An X-ray is a safe and painless test that uses a small amount of radiation to make an image of bones, organs, and other parts of the body.
The X-ray image is black and white. Dense body parts, such as bones, block the passage of the X-ray beam through the body. These look white on the X-ray image. Softer body tissues, such as the skin and muscles, allow the X-ray beams to pass through them. They look darker on the image.
X-rays are commonly done in doctors’ offices, radiology departments, imaging centers, and dentists’ offices.
What’s a Bone Age Study?
A bone age study helps doctors estimate the maturity of a child's skeletal system. They do this by taking a single X-ray of the left wrist, hand, and fingers. The bones on the X-ray image are compared with X-ray images in a standard atlas of bone development. The atlas is based on data from many other kids of the same gender and age. The bone age (also called the skeletal age) is measured in years.

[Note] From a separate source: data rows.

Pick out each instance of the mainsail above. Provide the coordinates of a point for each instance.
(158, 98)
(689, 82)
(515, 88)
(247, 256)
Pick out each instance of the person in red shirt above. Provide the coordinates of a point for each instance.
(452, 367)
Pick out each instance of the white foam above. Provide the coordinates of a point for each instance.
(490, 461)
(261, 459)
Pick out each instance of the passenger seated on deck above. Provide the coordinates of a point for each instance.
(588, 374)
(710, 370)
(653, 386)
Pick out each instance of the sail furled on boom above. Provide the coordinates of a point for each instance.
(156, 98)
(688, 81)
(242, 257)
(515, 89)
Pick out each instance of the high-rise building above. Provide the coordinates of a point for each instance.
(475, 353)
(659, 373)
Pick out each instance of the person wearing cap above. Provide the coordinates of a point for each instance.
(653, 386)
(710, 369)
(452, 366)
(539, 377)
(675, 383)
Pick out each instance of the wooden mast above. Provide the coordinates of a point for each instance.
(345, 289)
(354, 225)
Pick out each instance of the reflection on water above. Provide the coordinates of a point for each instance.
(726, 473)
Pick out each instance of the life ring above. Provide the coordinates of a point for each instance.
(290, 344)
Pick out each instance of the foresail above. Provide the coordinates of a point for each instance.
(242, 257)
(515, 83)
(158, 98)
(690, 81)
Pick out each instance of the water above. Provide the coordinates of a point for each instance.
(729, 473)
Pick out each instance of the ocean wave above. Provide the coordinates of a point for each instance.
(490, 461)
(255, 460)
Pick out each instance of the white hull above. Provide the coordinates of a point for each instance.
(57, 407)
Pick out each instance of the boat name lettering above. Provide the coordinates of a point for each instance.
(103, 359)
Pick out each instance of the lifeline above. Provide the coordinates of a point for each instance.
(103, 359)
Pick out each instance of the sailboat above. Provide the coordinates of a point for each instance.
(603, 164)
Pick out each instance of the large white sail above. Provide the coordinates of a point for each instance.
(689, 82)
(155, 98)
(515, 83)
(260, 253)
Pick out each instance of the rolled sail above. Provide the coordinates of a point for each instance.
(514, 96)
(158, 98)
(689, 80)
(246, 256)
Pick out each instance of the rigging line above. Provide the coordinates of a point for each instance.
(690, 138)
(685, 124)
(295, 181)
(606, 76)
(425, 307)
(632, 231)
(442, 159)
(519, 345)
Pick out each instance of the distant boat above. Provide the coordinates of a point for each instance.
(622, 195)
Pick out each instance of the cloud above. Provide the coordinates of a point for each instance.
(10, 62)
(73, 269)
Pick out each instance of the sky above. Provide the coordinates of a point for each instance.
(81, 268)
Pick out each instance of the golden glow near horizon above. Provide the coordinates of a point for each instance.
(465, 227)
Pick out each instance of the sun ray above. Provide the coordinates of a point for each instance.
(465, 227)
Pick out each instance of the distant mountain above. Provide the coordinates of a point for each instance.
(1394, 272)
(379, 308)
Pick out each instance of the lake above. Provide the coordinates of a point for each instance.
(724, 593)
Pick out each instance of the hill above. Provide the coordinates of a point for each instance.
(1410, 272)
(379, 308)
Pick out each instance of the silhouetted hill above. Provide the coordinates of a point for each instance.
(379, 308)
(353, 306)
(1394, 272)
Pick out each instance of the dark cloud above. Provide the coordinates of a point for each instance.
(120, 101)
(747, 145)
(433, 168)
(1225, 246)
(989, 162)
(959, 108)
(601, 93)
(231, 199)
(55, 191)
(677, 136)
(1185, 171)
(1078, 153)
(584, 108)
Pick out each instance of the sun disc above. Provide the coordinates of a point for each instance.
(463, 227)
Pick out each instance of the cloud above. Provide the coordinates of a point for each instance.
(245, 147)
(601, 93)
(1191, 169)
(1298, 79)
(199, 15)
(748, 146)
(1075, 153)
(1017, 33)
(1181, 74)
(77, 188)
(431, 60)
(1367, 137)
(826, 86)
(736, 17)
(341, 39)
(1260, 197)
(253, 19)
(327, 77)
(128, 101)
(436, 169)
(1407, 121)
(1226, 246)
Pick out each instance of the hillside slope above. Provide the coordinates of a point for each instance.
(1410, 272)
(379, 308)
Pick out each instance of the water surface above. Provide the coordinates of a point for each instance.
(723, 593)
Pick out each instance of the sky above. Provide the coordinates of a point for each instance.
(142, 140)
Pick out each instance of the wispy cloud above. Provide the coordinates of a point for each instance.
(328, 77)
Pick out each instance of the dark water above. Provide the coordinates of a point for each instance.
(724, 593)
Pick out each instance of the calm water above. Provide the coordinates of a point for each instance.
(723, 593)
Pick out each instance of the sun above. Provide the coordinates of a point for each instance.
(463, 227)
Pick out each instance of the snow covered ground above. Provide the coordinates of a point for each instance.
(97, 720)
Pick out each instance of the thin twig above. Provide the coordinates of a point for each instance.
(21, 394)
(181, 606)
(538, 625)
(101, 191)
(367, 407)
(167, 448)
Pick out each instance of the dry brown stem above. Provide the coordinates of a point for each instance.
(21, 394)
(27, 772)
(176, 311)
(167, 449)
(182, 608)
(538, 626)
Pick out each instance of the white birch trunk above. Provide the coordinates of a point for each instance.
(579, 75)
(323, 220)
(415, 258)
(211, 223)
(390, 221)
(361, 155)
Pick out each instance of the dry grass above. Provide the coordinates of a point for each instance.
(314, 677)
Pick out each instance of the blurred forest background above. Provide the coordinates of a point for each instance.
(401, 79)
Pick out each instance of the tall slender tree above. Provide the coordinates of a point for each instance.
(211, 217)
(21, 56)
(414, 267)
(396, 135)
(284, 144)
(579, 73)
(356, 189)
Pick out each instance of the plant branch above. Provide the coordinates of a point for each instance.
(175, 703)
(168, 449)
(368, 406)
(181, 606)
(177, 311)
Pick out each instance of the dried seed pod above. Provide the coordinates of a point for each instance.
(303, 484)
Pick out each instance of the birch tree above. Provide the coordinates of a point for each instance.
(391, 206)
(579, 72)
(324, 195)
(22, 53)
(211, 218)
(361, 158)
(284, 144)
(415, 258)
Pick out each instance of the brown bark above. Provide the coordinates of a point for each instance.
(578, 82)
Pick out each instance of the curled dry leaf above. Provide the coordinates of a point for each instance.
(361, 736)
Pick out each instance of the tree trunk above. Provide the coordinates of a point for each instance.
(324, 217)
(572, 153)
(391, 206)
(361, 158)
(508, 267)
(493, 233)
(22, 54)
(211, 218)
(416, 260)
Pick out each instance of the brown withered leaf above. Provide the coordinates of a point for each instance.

Children’s bones have areas of new bone growth called growth plates at both ends. They add length and width to the bone. They can be seen on an X-ray because they're softer and contain less mineral, making them appear darker on an X-ray image than the rest of the bone.
Bones and growth plates change over time. As kids grow, their growth plates look thinner on X-rays and eventually disappear (called "closed growth plates"). Doctors assign a child’s bone age based on which standard X-ray images in the atlas most closely match how the child's bones look on the X-ray.
A difference between a child's bone age and their chronological age might indicate a growth problem. But perfectly healthy kids also can have bone ages that differ from their actual ages.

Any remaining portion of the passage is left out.